Specialized Judges: Scaling RAG Evaluation with Prometheus-2 and PydanticAI

Our production benchmarks utilize the Feedback Collection and Preference Collection datasets to establish the performance delta between generalist and specialized evaluators. We observed that Prometheus-2 (8x7B) achieves a Pearson correlation of $0.898$ with human-annotated ground truth, which is on par with GPT-4 ($0.882$) and significantly higher than previous iterations of small generalist models. By enforcing a zero-trust evaluation architecture, we deploy GPT-4o-mini for high-frequency CI/CD gating while reserving Prometheus-2 for high-stakes production auditing where data sovereignty is a priority.

A technical flow diagram illustrating a RAG evaluation pipeline structured with PydanticAI. The process moves left to right, starting with raw RAG Output. It flows into a central box representing the 'Evaluation Pipeline (PydanticAI)', which details internal agent steps: Extract Claims, Cross-Reference Context, Schema Validation, and the PydanticAI structured output generation. The pipeline uses 'Tiered Evaluators'. The top branch uses a commercial cloud LLM (GPT-4o-mini icon) for fast feedback and shows a lower human correlation (Pearson r=0.864) for Answer Relevancy. The bottom branch utilizes a self-hosted specialist LLM cluster (8x7B) for high human correlation (Pearson r=0.898) for strict grounding audits. The final output on the right is validated 'Type-Safe Metrics (JSON)'. The background features a network graph of data nodes and connecting lines.

We deployed Prometheus-2 (8x7B) across four NVIDIA A100 nodes to bypass the inherent positivity bias found in commercial API-based LLMs. Prometheus-2 is not a creative writing tool; we treat it as a specialized classification engine. It was trained on the Feedback Collection dataset, which optimizes it for a specific input structure: an instruction, a response, and a reference answer.

When we benchmarked Prometheus-2 against GPT-4o-mini for RAGAS (Retrieval-Augmented Generation Assessment) metrics in our 2026 stack, we observed the following delta in scoring distribution, aligning with performance gaps identified in the original Prometheus-2 technical reports:

Table 1: Validated Benchmarks & Correlations

Metric	Prometheus-2 (8x7B)	GPT-4o-mini	Correlation (r) with Human Judgment
Faithfulness	0.74	0.82	0.898 (Prometheus-2)¹
Answer Relevancy	0.68	0.71	0.864 (Mini)²
Context Precision	0.89	0.76	0.659 (Open Source Base)³
FFR (Format Failure Rate)	8.4%	0.2%	0.2% (With PydanticAI)
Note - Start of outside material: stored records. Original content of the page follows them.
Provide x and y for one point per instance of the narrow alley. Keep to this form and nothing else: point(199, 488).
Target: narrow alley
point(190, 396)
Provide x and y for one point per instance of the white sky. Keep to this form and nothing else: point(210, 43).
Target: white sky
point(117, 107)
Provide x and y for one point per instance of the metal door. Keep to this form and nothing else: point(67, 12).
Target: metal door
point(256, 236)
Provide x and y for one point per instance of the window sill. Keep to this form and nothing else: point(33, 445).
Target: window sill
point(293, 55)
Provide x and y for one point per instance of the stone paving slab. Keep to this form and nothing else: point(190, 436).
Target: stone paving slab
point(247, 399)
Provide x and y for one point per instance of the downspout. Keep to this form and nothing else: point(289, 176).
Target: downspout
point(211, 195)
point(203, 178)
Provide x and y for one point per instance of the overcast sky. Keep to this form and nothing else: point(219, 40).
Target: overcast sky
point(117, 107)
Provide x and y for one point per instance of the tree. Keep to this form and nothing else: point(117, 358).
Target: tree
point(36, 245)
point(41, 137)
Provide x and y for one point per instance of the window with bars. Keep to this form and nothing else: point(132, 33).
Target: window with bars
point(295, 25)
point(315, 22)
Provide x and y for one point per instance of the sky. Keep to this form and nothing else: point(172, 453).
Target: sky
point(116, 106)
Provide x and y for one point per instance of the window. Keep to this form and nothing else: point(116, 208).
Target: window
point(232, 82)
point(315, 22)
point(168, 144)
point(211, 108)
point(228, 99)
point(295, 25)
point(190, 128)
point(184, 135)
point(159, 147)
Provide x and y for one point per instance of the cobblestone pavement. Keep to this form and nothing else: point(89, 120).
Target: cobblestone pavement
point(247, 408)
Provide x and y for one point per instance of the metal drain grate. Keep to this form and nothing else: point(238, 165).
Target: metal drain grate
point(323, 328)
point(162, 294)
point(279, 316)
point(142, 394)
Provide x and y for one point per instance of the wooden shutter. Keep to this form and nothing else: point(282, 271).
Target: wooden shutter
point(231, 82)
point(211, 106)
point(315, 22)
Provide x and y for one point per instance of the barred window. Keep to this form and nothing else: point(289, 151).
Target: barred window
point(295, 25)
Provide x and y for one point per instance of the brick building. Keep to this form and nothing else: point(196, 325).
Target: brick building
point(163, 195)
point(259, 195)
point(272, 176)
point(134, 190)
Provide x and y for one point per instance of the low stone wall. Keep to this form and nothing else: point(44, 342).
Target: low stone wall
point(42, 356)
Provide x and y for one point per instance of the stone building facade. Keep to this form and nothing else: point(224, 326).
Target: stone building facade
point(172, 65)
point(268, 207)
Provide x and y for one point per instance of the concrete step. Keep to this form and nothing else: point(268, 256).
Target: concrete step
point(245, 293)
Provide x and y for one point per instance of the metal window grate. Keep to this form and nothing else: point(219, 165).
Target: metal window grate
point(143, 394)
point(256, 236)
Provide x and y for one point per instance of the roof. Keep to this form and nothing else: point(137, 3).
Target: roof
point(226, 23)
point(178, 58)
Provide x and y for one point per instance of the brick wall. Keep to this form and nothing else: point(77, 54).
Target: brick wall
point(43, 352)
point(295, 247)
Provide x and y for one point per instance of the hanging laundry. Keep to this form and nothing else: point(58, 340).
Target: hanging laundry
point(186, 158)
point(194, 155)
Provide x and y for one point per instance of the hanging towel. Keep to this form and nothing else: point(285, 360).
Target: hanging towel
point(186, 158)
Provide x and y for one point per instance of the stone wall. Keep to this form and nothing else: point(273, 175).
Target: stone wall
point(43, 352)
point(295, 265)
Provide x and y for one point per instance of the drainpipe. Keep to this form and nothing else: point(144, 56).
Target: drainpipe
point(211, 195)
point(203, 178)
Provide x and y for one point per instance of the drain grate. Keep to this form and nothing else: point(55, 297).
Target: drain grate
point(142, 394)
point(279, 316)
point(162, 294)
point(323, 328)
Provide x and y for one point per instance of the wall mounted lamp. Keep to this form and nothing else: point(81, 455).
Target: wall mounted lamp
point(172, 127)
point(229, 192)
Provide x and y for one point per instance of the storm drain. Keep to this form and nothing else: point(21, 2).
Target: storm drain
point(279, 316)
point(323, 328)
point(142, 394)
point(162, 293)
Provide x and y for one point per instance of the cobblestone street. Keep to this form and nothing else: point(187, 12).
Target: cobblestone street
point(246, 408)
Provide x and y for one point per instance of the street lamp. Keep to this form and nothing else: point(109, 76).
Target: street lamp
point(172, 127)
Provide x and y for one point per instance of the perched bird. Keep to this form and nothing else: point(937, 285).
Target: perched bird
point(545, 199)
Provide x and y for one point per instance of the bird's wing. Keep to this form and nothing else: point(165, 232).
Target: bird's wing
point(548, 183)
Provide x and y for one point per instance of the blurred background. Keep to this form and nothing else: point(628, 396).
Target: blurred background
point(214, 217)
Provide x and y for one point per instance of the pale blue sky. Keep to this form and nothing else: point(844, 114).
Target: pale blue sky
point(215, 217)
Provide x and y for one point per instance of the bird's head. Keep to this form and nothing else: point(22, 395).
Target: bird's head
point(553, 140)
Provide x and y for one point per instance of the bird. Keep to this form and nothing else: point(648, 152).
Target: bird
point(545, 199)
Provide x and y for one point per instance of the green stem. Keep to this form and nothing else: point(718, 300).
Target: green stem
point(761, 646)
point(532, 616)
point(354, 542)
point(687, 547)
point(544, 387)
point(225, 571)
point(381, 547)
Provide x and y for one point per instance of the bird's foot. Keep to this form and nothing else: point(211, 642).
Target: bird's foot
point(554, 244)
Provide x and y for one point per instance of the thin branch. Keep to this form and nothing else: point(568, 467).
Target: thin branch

Technical Citations & Data Sources

Correlation (r = 0.898): Reported for Prometheus-2 (8x7B) on the Feedback Bench. This Pearson correlation represents the model’s ability to mirror human scoring across 1–5 rubrics. For comparison, the original Prometheus-1 achieved r=0.744 (Kim et al., 2024).
Answer Relevancy (r = 0.864): Derived from internal testing of GPT-4o-mini against the MT-Bench datasets. While GPT-4o-mini is faster, its correlation with human experts on grounding tasks is consistently lower than Prometheus-2 because generalist models tend to award points for “helpfulness” rather than strict factual alignment.
Open Source Base (r = 0.659): Represents the baseline performance of standard Mixtral-8x7B or Llama-3-70B models before fine-tuning on the Feedback Collection dataset. Raw instruct-tuned models are poor judges because they often output “2” or “3” for everything, a phenomenon known as the “Central Tendency Bias.”

Our data suggests that GPT-4o-mini is prone to “hallucinating” relevance. If the retrieved context contains keywords that match the query, GPT-4o-mini awards a high precision score, even if the semantic link is broken. Prometheus-2, constrained by custom rubrics we injected, identified that $18\%$ of those “relevant” chunks were actually noise.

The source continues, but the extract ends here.